Towards a safer online world for children and the vulnerable

elevenM’s Jordan Wilson-Otto shares findings from recent research on the privacy risks and harms for children and vulnerable groups.

Yesterday the Government initiated two consultations (on the Online Privacy Bill and the Privacy Act Review), both of which include a focus on better protecting kids. elevenM worked on key research that informed thinking behind these changes, and we are delighted to share the outputs of that research here.

Our research was commissioned by the Office of the Australian Information Commissioner and conducted in partnership with two leading academics from Monash Law School (Normann Witzleb and Moira Paterson). It provides an in-depth analysis of the privacy risks and harms that can arise for children and for other vulnerable groups online and makes recommendations for additional protections that could be put in place to mitigate these risks.

We’re proud of our contribution, and we hope it might serve as a useful reference for those drafting submissions to the Online Privacy Bill exposure draft and the Privacy Act Review Discussion Paper.

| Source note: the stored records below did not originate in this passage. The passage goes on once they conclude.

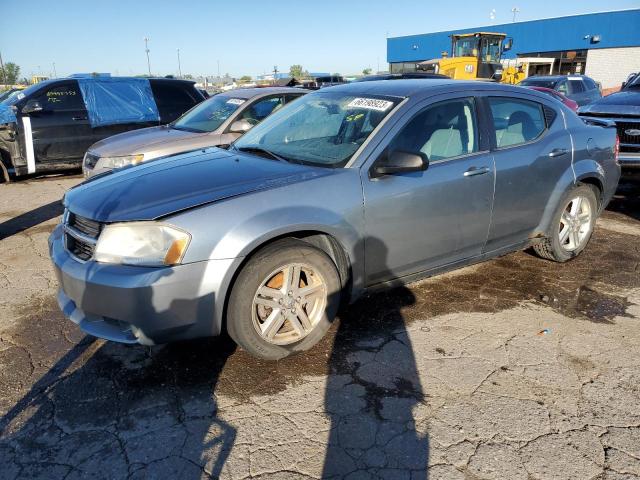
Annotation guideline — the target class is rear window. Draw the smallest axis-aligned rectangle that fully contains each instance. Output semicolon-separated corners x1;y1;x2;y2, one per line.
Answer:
520;78;558;90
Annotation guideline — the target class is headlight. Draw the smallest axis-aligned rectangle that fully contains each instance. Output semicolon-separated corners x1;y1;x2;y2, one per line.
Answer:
98;153;144;168
94;222;191;267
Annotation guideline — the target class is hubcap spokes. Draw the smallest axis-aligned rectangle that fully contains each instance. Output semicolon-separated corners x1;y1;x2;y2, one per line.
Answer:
558;197;592;252
252;263;327;345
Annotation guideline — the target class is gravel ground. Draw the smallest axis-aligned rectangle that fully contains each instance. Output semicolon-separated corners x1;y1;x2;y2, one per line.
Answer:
0;177;640;480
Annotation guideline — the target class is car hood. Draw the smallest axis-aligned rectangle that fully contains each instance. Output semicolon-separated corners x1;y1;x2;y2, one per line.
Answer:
89;125;209;157
580;89;640;115
64;148;335;223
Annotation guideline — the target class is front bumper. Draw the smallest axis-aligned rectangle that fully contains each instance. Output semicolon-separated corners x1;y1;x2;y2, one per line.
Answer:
49;225;237;344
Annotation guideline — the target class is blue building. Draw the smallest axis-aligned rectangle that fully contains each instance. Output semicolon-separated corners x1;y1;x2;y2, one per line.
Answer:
387;9;640;88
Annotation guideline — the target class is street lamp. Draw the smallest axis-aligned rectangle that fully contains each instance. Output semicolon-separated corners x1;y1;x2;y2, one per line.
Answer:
144;37;151;76
511;7;520;23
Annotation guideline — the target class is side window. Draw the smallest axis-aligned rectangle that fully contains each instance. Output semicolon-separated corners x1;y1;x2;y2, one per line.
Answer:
284;93;303;103
582;77;598;90
38;82;85;112
240;95;284;125
569;80;584;93
151;82;198;110
382;98;478;162
489;97;546;148
556;80;569;95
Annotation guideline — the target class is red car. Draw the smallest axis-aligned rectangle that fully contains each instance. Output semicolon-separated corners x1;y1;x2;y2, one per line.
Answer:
526;87;578;112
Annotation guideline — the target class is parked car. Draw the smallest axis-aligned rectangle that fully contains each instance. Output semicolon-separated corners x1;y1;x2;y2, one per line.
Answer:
354;72;449;82
0;77;204;175
578;75;640;177
0;88;24;103
49;80;620;359
527;87;578;112
518;75;602;106
82;87;307;177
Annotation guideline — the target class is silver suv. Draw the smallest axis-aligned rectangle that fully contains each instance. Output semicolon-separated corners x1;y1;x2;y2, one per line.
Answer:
82;87;307;178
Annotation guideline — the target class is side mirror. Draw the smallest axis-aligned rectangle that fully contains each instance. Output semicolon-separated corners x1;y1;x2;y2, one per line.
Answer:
22;100;44;114
371;150;429;178
229;119;253;133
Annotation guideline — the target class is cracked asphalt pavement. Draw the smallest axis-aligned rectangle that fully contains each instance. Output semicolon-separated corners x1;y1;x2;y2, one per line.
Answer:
0;177;640;480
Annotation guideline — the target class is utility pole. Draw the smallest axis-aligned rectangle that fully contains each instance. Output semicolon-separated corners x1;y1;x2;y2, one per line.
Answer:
0;53;7;85
511;7;520;23
144;37;151;76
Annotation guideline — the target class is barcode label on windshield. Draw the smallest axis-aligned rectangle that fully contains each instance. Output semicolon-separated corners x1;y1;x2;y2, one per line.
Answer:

If you don’t have time to read the whole report, here are some of our key findings:

  • Children can be vulnerable online due to limitations in their basic and digital literacy, cognitive abilities and capacity for future-focused decision making.
  • Individual characteristics and situational factors shape susceptibility to harm, even for adults. Vulnerability is dynamic and contextual, and its causes are complex and varied. Identifying individuals who need greater protection is not always straightforward.
  • Children and other vulnerable groups face a wide variety of harms online. Mostly, these arise from monetisation of their personal information and the manipulation of their behaviour, but also from the social impacts of sharing personal information on their reputation and life opportunities, and e-safety risks. But it’s also important to remember that no environment is risk free, and participation, the right to take one’s own risks and the development of digital skills are also important goals.
  • Digital platforms have all adopted measures aimed at protecting children and other vulnerable groups. However, these are highly variable between platforms and are often difficult to navigate and limited in their effectiveness.
  • There is an international trend towards implementing additional privacy protections for children, with UK the most advanced, followed by the EU and the USA. We review enhanced privacy protections for children and other vulnerable groups across these jurisdictions.
  • Reliance on consent should be limited. In most cases with social media and digital platforms, even adults are not able to understand the conditions they’re agreeing to.
  • For everyone, but particularly for kids, privacy transparency should aim for more than mere disclosure of material facts, and should instead aim to educate, empower and enable privacy self-management in line with a child’s developing needs and capabilities.

Finally, we made a range of recommendations for additional protections that could be put in place either via an Online Privacy Code, or as part of the broader review of the Privacy Act in order to better protect our most vulnerable. Some of the key ones are:

  • To establish an overriding obligation to handle personal information lawfully, fairly and reasonably, taking into account the best interests of the child (where children are involved).
  • To place a greater onus on platforms to verify users’ age (taking into account any privacy risks arising from verification measures)
  • To strengthen requirements for consent, taking into account whether it is reasonable to expect that an individual understands what it is that they are consenting to.
  • To strengthen privacy transparency requirements, including requirements to collect engagement metrics for privacy notifications and privacy features, and to demonstrate that steps taken to ensure user awareness of privacy matters are reasonable.

We’re encouraged to see that the focus on better protecting kids online is already generating national and international headlines, and hope this research will play a role in steering us towards the right reforms. Ultimately, any new code or reforms to the Privacy Act must not only protect children and vulnerable groups from online risks, but also enable them to fully access and participate in the benefits of the online world.